Os versos estimulam o povo a deixar o medo para trás e a se expressarem livremente, sem receios de reprimendas. Existe ainda hoje quem interprete esse trecho da música como um incentivo para que os políticos realmente mostrassem aquilo que, de fato, eram, deixando finalmente a vista a real face, transparecendo as ideologias que os moviam sem medo de retaliações. E a letra continua por fazer referência a esse período trágico da nossa história e alude aqueles que financiaram a nossa desgraça. “Brasil” foi uma espécie de manifesto político e social criado em um momento muito particular da história do país. Seria impossível ser cantado durante os anos de chumbo da ditadura militar, período marcado pela censura extrema, pelo exílio de artistas e pela tortura e expulsão de intelectuais.

A letra continua fazendo uma referência a esse período trágico da nossa história e alude aqueles que financiaram a nossa desgraça. E faz uma clara alusão aos países imperialistas que financiaram a ditadura militar na América Latina (Brasil, Chile, Argentina...). Hoje já se sabe (e naquela altura se desconfiava), que o governo norte-americano estava por trás da política daquilo que consideravam terceiro mundo fomentando guerras e influenciando a queda ou ascensão de chefes de Estado e de Governo na América Latina. A letra de “Brasil”, também, faz referência à vida cotidiana de grande parte dos brasileiros na altura que, com dificuldade de pagar as contas básicas, recorriam ao cartão de crédito como solução. A estratégia aparentemente simples fazia com que se vissem endividados ao final do mês, reféns de juros altíssimos. Num período em que escândalos políticos faziam parte do cotidiano da população, a letra contundente de Cazuza é um hino de basta e de revolta.

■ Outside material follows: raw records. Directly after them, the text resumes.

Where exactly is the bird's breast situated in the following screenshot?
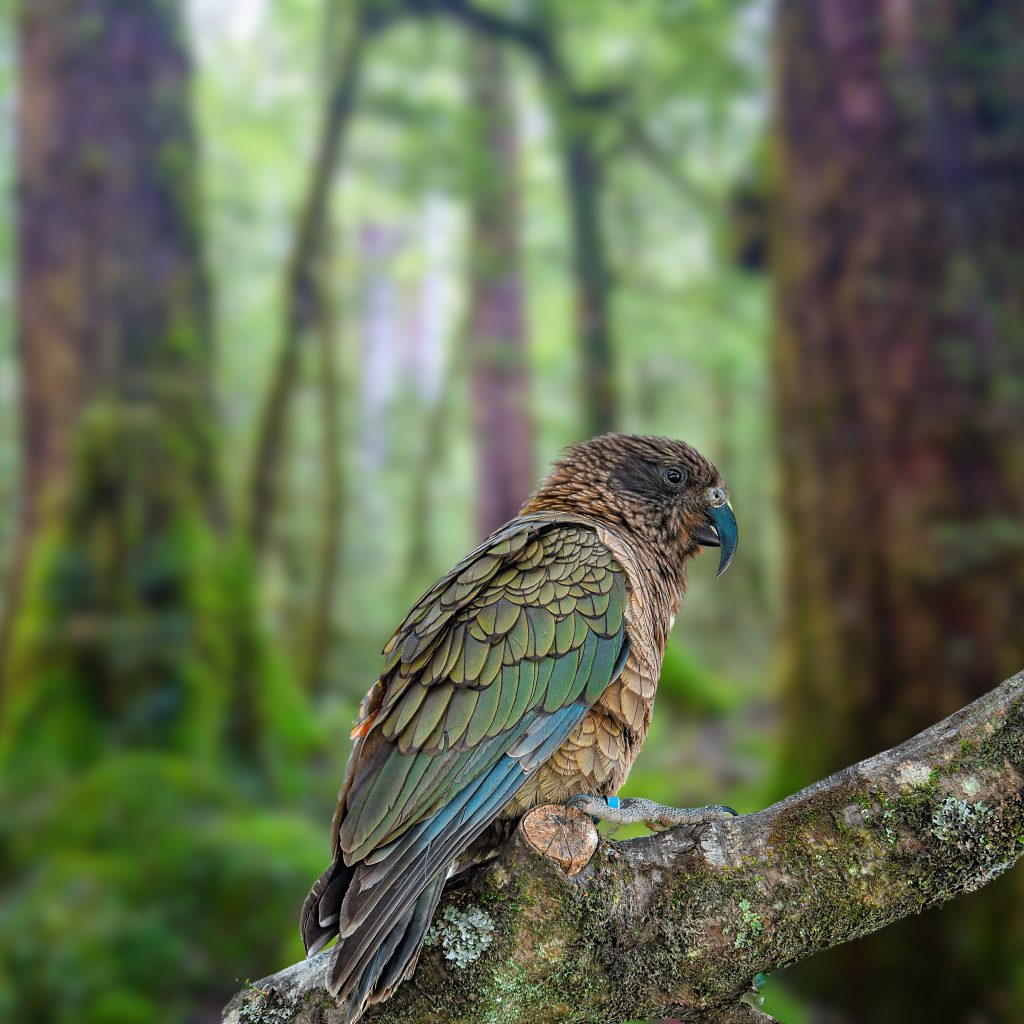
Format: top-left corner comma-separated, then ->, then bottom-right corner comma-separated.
503,535 -> 672,817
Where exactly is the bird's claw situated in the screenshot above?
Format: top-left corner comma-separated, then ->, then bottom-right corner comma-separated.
566,794 -> 736,831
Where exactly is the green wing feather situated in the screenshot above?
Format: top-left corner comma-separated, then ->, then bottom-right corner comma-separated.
338,516 -> 627,863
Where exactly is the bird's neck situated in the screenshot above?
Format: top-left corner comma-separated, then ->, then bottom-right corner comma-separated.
598,525 -> 687,660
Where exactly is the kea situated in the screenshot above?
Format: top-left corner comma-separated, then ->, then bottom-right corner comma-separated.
301,434 -> 737,1024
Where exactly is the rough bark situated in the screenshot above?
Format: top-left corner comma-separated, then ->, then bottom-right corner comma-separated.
772,0 -> 1024,1022
224,673 -> 1024,1024
468,37 -> 534,537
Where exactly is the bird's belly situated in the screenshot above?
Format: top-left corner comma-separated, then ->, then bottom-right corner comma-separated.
502,669 -> 654,817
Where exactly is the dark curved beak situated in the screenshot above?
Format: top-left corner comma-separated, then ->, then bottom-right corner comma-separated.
693,502 -> 739,575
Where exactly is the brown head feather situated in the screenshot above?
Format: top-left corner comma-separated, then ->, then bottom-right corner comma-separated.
521,434 -> 725,579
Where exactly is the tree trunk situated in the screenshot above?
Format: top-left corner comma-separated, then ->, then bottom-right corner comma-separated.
3,0 -> 286,778
223,673 -> 1024,1024
469,37 -> 534,537
248,3 -> 370,555
302,225 -> 344,693
773,0 -> 1024,1022
559,122 -> 618,437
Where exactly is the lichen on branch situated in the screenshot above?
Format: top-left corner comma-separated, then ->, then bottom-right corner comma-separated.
224,673 -> 1024,1024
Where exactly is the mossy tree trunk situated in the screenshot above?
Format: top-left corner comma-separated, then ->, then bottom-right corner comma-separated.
468,37 -> 534,537
773,0 -> 1024,1024
555,117 -> 618,437
3,0 -> 296,778
247,0 -> 374,555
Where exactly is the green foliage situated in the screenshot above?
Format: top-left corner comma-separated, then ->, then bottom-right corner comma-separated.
0,754 -> 323,1024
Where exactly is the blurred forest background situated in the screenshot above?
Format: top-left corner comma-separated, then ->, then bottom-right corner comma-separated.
0,0 -> 1024,1024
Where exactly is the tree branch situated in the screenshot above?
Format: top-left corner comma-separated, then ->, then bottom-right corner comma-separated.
225,673 -> 1024,1024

Infelizmente podemos afirmar que, em se tratando do cenário político atual, o rock “Que País é Esse?”, escrito por Renato Russo em 1978, e a letra de “Brasil”, brilhantemente escrita pelo poeta Cazuza em 1988, dialogam entre si. E permanecem extremamente contemporâneas e continuam colocando o dedo na ferida dos pontos chave do Brasil e confrontando o projeto de nação desejada e construída pelos brasileiros. O voto direto foi reconquistado pelo povo brasileiro somente em 1989, com a eleição do presidente Fernando Collor de Mello, que governou o País por 2 anos, tendo sido definitivamente do cargo através do processo de impeachment instaurado no Congresso Nacional em 1992.